Wiadomości
Washington Post: Kalifornia płonie, a Elon Musk szerzy dezinformację
Właściciel platformy X Elon Musk wykorzystuje swój portal, na którym jest obserwowany przez ponad 200 mln użytkowników, do szerzenia dezinformacji na temat pożarów w Kalifornii i nie tylko – napisał w piątek amerykański dziennik „Washington Post”.
Gazeta przeanalizowała kilkadziesiąt postów Muska na platformie X w odniesieniu do pożarów, które od wtorku pustoszą południową Kalifornię. Profil Amerykanina jest obserwowany przez 212 mln użytkowników.
Jak zauważył „WP”, współpracownik prezydenta elekta USA Donalda Trumpa bagatelizował rolę zmian klimatycznych, obwiniając liberałów o „nadmierną regulację” i „złe zarządzanie”, a także zrzucając winę na poszczególne funkcjonariuszki straży pożarnej, w tym publikując ich zdjęcia.
„Musk wielokrotnie wspierał twierdzenia, że inwestycje straży pożarnej w Los Angeles w programy różnorodności, równych szans i włączenia (ang. DEI – diversity, equity, and inclusion – przyp. PAP) kosztują życie, marnując pieniądze, które można by wydać na reagowanie na katastrofy, sugerując, że zniszczenia można by złagodzić, gdyby zatrzymano więcej białych mężczyzn” – napisał amerykański dziennik.
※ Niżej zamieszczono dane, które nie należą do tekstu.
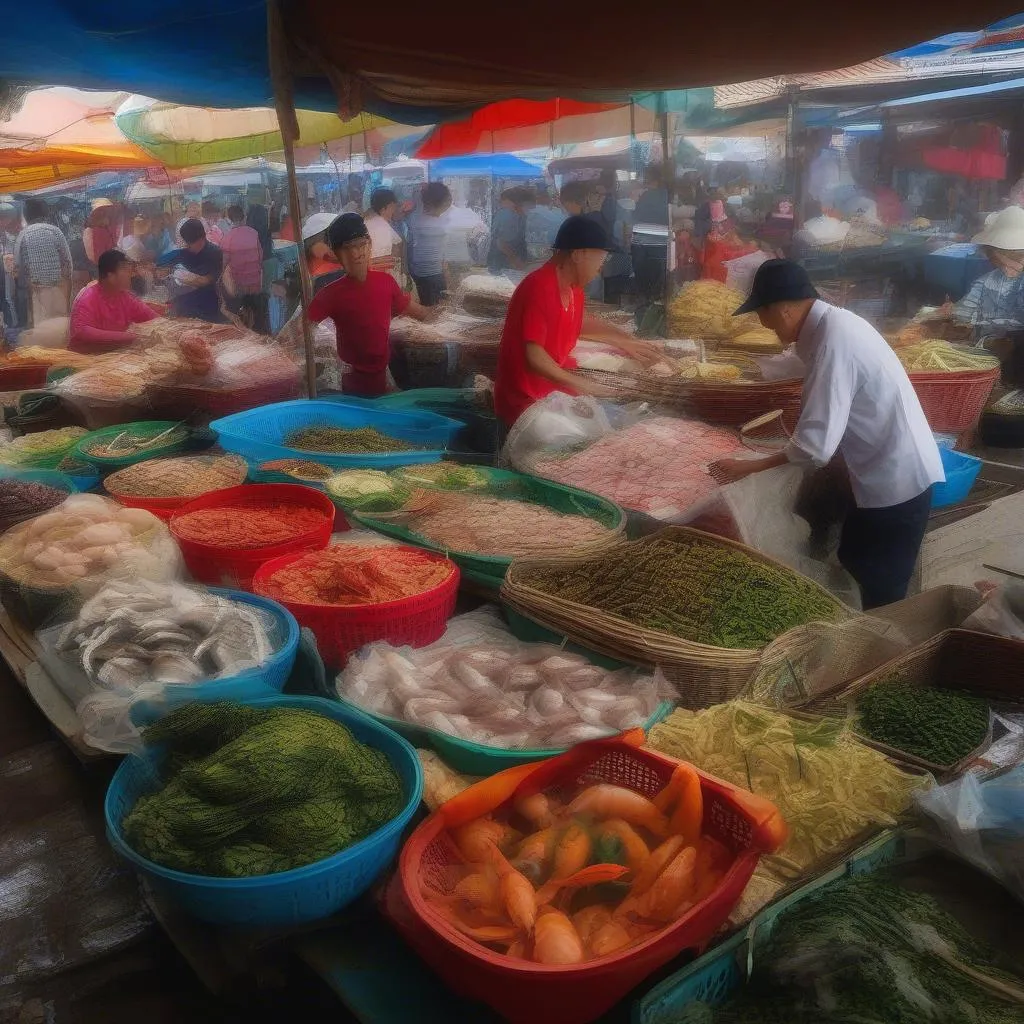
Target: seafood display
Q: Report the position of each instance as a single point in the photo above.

Jak ocenił „WP”, z ponad 212 mln obserwujących i na okrągło publikowanymi postami, Musk „dysponuje najgłośniejszym online megafonem w amerykańskiej polityce”, a zasięgi publikowanych przez niego treści znacznie przewyższają te, które osiągają najważniejsi politycy w kraju, na czele z Trumpem i prezydentem Joe Bidenem.
Pożary w Kalifornii znalazły się w czwartek na szczycie najpopularniejszych wiadomości, rekomendowanych przez portal X, a po kliknięciu post Muska na ten temat wyświetlał się jako pierwszy – zauważyła gazeta. „Spośród czterech najlepszych postów, w tym Muska, trzy pochodziły od konserwatystów obwiniających Demokratów za zniszczenia” – dodał „WP”.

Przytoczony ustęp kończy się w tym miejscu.